Sarcoidosis is a multisystem inflammatory disorder characterized by granuloma formation, with 5% of patients developing neurosarcoidosis treated with immunosuppressants. We describe a case of a 38-year-old African-American male who presented to the hospital following a motor vehicle trauma. Further history indicated progressive cognitive decline over eight months.
MRI showed diffuse, nodular leptomeningeal enhancement of the brain and spine, consistent with neurosarcoidosis. CT chest showed hilar lymphadenopathy. Lumbar puncture results showed elevated cerebrospinal fluid (CSF) Angiotensin-converting enzyme (ACE). Lung biopsy revealed non-necrotizing granulomas, consistent with sarcoidosis and he was started on an aggressive outpatient immunosuppression regimen of high dose oral prednisone and azathioprine.
He was admitted to the hospital one month later with intractable vomiting. He was given intravenous methylprednisolone for suspected progression of neurosarcoidosis but developed rapidly progressive quadriplegia and respiratory failure. MRI brain showed a new 16 mm ovoid lesion in the right basal ganglia with peripheral enhancement and restricted diffusion.

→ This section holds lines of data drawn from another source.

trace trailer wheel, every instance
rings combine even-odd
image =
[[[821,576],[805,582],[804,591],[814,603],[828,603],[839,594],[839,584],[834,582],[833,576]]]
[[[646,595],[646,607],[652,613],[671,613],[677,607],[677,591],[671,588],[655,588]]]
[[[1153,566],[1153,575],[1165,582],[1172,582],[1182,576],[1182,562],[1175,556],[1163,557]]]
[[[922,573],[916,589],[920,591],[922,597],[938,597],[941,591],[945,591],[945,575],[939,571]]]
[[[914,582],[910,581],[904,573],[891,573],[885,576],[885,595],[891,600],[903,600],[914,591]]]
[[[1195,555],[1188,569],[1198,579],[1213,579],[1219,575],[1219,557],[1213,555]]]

MRI cervical spine showed a similar enhancing intramedullary lesion with restricted diffusion from C1 to C4.
A brain biopsy was performed on the right basal ganglia lesion resulting in purulent drainage that later grew Streptococcus anginosus. He also underwent a laminectomy and surgical wash out of the cervical spine abscess. Corticosteroids were tapered and the patient gradually improved with antibiotics, regaining partial motor and sensory function in all four extremities.